L’isolation thermique par l’extérieur (ITE) est l’une des solutions de rénovation énergétique les plus efficaces pour améliorer le confort de votre logement, réduire drastiquement vos factures de chauffage et valoriser votre patrimoine. En enveloppant votre maison d’un manteau protecteur, cette technique élimine les ponts thermiques, modernise l’aspect de vos façades et préserve votre surface habitable. Que vous soyez contraint par la réglementation lors d’un ravalement ou que vous cherchiez à optimiser la performance de votre habitation, ce guide vous présente les avantages de l’ITE, les différentes techniques et matériaux disponibles, ainsi que les aides financières pour concrétiser votre projet.

isolation mur façade
Fixation de panneaux de laine de roche

L’isolation thermique des murs par l’extérieur améliore la performance énergétique

La loi sur l’isolation a été mise en place dans le cadre de l’accomplissement de la transition énergétique. Avec cette loi, l’État vise le cap des 500 000 rénovations énergétiques effectuées par an.

Récupérer jusqu’à 25 % des pertes de chaleur

Elle répond à un besoin économique, mais aussi écologique. L’Ademe, ou l’Agence de l’environnement et de maîtrise de l’énergie, estime que les Français perdent 25 % de leur chauffage à travers les maçonneries non isolées.

En suivant les normes requises par cette réglementation, il est possible de récupérer entièrement cette perte de chaleur. Pour rappel, les seuils de ces normes sont établis suivant le coefficient de la région climatique dans laquelle le logement se trouve.

En métropole, les zones H1 sont les régions où les températures sont les plus basses en hiver. Ensuite viennent les zones H2 et H3 où le climat est respectivement tempéré et méditerranéen. Ainsi, le seuil standard dans les zones H1 requiert l’utilisation de matériaux ayant une résistance thermique minimale de 3,7 m².K/W. Par contre, pour les lieux les plus chauds, la résistance requise est supérieure ou égale à 2,8 m².K/W. Pour atteindre ces niveaux de performance, l’épaisseur de l’isolant posé se situe généralement entre 12 et 18 cm, bien que cela puisse varier en fonction du matériau choisi et de sa conductivité thermique.

Faites des économies substantielles sur vos factures

Un bâtiment isolé selon ces standards bénéficie donc d’une bonne inertie thermique. Cela signifie que l’intérieur du logement ne subit pas les variations de température. En outre, la couche d’isolant contient l’air chaud en permanence en dedans. Il s’avère alors possible de diminuer la durée et l’intensité du chauffage sans nuire au confort.

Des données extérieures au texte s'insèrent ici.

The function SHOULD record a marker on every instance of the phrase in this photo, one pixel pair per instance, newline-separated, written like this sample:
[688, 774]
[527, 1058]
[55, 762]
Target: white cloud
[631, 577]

L’isolation par l’extérieur amène donc à réduire efficacement la déperdition d’énergie. Les études montrent que l’on peut diviser par deux la facture de chauffage en hiver. L’investissement s’amortit donc rapidement grâce aux économies sur les dépenses énergétiques.

L’isolation thermique des façades par l’extérieur renforce le confort des occupants

La pose d’un isolant sur un logement doit contribuer à améliorer le confort général de ses occupants. Une couche isolante procure divers avantages : un gain thermique et phonique, une régulation de l’humidité.

Des bénéfices en toute saison

Dans les régions froides, le Nord et l’Est, une couche d’isolant permet de garder efficacement la chaleur à l’intérieur de la maison. Il est ainsi possible de diviser par deux la consommation en chauffage en hiver tout en gardant un confort optimal.

De même, pour les régions plus chaudes, la pose d’une enveloppe isolante apporte des avantages appréciables. Entre autres, les professionnels recommandent les produits naturels comme le chanvre ou le lin. Pourquoi ? Avant toute chose, parce que ce type de matériau procure une excellente inertie. Effectivement, au plus fort de l’été, ils amènent à garder une atmosphère plus fraîche en dedans.

Obtenir une régulation efficace de l’humidité

Il s’agit également de produits naturellement hygroscopiques. En d’autres termes, ils régulent efficacement l’humidité ambiante en absorbant les particules d’eau dans l’air.

À titre de comparaison, une laine de lin absorbe une quantité d’eau 10 fois supérieure à celle absorbée par une laine minérale de verre par exemple. Avec ce type de composés hygroscopiques, une atmosphère fraîche et légère est donc au rendez-vous tout l’été.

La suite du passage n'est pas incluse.